Approximately four months after the approval of the CMB of the sale of 35 million TL bill to 17 qualified investors, G.Ç.S. Metal Çatı İzolasyon Taahhüt Ticaret ve Sanayi A.Ş. announced that it obtained from the court a bankruptcy postponement decision.[10] This news has raised many questions with the market participants as to how the CMB permitted such issuance, when the issuer was on the verge of bankruptcy. The bonds mature on July 15th. In a scenario of non-payment, the liability of the CMB will also be under scrutiny.
Conclusion
In reaction to the unsuccessful equity IPO boom in the former CMB president’s period that resulted in many investors’ loss, the newly formed CMB promulgated many regulations to the benefit of the investors, while stringent rules have slowed down the IPOs.
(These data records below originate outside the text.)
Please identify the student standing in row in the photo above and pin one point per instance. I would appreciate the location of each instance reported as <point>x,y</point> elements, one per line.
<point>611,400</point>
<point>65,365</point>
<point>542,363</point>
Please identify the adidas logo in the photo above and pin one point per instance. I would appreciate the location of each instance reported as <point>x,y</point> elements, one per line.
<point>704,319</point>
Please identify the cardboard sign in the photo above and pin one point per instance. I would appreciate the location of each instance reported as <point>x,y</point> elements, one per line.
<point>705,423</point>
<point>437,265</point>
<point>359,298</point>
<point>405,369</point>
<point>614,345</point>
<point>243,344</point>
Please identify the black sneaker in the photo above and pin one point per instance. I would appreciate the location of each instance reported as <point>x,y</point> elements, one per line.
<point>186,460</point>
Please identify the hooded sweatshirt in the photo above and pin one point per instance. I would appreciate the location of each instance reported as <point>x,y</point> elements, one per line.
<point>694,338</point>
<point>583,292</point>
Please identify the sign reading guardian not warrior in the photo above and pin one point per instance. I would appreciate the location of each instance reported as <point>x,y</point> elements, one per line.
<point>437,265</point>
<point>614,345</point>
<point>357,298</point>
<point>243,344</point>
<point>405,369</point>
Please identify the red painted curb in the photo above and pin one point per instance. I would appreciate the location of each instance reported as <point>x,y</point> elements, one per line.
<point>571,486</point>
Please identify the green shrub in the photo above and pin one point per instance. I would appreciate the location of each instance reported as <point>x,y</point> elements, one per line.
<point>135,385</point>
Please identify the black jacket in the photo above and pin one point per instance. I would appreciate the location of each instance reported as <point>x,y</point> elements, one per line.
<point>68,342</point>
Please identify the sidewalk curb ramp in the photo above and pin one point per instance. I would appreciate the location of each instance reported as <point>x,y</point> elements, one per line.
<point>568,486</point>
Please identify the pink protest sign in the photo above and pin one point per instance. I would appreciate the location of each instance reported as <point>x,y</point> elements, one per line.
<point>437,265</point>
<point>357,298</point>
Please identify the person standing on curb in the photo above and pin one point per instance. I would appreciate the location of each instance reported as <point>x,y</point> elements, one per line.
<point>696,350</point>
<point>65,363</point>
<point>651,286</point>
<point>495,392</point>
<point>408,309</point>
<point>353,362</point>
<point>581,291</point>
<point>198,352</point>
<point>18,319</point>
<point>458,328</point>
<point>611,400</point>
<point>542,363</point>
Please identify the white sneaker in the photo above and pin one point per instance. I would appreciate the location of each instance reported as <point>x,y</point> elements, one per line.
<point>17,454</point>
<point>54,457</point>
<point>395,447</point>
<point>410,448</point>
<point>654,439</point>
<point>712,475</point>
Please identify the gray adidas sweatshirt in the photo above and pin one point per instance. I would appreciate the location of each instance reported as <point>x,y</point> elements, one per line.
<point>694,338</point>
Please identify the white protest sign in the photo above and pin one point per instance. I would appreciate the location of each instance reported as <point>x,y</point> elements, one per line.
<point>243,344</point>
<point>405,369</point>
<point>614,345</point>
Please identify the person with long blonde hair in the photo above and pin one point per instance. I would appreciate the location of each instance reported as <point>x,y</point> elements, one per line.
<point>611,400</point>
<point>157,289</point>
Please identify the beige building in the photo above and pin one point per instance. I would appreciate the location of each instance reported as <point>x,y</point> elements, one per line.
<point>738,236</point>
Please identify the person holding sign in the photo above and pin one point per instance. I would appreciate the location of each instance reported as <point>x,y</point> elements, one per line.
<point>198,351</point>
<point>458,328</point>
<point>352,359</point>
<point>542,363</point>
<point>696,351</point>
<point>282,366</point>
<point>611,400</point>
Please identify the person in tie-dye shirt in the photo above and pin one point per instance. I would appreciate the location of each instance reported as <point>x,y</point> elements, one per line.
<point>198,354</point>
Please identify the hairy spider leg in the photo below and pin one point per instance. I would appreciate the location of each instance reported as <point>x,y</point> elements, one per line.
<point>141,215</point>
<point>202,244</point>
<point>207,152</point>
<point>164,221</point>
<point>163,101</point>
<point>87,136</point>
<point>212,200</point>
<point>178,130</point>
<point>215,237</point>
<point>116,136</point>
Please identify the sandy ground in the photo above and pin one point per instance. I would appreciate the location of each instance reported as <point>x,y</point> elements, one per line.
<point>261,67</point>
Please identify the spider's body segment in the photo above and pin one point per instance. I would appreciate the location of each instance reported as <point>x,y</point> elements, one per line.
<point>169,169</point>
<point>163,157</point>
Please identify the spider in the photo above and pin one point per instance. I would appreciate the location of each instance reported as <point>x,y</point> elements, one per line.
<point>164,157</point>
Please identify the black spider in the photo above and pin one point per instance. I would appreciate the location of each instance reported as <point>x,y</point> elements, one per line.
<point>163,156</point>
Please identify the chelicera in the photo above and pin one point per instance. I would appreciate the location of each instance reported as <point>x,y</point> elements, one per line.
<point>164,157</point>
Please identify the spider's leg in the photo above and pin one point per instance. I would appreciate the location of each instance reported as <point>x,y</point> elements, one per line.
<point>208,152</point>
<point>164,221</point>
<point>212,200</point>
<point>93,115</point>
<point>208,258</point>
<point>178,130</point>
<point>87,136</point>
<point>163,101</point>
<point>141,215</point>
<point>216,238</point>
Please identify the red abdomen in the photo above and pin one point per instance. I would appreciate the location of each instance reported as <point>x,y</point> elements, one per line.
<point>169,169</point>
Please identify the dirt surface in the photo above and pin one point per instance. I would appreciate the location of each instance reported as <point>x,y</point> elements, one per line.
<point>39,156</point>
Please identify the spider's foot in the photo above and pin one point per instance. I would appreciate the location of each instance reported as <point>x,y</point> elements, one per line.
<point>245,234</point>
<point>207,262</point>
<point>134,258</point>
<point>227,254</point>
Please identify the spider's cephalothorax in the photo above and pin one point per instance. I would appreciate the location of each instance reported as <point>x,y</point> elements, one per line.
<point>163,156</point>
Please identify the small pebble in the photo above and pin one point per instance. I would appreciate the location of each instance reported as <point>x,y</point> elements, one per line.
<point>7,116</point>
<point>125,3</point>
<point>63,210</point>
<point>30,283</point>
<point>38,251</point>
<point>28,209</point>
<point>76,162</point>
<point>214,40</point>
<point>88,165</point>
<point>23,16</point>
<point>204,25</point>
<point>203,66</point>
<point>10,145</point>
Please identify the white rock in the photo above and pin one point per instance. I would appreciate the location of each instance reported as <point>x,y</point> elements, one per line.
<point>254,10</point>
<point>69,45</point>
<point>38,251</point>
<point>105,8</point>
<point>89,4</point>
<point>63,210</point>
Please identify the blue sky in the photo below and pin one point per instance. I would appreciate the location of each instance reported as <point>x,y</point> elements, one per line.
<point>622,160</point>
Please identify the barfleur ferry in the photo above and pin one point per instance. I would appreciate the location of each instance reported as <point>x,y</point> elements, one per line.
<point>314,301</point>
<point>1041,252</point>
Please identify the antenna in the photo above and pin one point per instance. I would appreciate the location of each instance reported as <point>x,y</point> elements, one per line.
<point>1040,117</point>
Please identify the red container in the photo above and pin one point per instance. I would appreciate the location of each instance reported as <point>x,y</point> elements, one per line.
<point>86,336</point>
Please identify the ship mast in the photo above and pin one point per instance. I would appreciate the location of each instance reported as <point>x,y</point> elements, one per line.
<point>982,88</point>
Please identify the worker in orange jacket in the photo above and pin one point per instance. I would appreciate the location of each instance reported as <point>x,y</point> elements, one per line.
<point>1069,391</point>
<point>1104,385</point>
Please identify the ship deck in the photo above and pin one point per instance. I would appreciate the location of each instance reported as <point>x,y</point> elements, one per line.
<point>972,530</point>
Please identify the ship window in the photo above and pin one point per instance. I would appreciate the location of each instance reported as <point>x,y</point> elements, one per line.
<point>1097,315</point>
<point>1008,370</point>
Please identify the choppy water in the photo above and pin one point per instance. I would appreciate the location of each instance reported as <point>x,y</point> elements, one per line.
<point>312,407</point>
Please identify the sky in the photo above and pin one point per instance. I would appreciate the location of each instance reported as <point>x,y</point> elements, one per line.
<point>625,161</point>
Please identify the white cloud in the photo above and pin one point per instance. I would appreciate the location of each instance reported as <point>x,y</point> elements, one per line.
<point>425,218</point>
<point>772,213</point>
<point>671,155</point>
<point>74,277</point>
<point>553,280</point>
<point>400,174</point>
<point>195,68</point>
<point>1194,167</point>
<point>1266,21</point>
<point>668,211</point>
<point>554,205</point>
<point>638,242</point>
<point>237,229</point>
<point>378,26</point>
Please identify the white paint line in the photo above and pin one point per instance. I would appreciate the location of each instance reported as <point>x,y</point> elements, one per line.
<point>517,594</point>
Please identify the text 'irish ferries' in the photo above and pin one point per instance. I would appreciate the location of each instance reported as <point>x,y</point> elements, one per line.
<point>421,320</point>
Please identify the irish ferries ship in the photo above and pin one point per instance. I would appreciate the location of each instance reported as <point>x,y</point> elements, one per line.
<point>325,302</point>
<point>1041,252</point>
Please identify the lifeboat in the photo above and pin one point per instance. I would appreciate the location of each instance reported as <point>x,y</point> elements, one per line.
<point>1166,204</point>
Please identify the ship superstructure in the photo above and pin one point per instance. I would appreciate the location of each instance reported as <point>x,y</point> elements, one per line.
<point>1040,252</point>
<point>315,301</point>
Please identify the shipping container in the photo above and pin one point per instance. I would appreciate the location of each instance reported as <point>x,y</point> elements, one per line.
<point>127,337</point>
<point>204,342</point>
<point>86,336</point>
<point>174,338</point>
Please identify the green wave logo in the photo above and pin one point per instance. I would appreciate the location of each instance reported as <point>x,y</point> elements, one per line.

We now see a similar approach in the CMB’s approval on debt issuances and, in light of the above, one may expect more regulation and even changes in the law to come with exceptional guarantees and expedited enforcement procedures for the sake of investors.
[1] http://www.bloomberght.com/piyasa/TURKEY%20CDS%20USD%20SR%205Y%20CORP.
[2] Domanic, Hayri p. 313; Corporate Bonds, Banking and Commercial Law Journal December 1973 Volume VII/2.
[3] As per Article 59/3 and 61/3 of the Capital Markets Law, if the issuer goes bankrupt, the collateral for covered bonds and sukuk holders, respectively, is not included in the bankruptcy estate, and the bondholders have the privilege to benefit from the sale proceeds of the collateral.
[4] The following articles of the Turkish Commercial Code will be relevant for the creditors: 202/1/c, 395/2, 474, 513/1, 530, 541/1, 549/1, 550, 551, 553, 554, 556, 557/1.
[5] Erdem, Ercument; Jouissance Shares For The Founders In The Turkish Commercial Code available at http://www.erdem-erdem.com/fr/articles/jouissance-shares-for-the-founders-in-the-turkish-commercial-code-2/.
[6] Pulasli, Hasan p. 1732; Commentary on Company Law, 2nd Edition 2014.
[7] CMB Bulletins numbered no. 2014/28 and 2014/35.
[8] CMB Bulletin numbered no. 2014/35.
[9] CMB Bulletins numbered no. 2014/35 and 2015/10.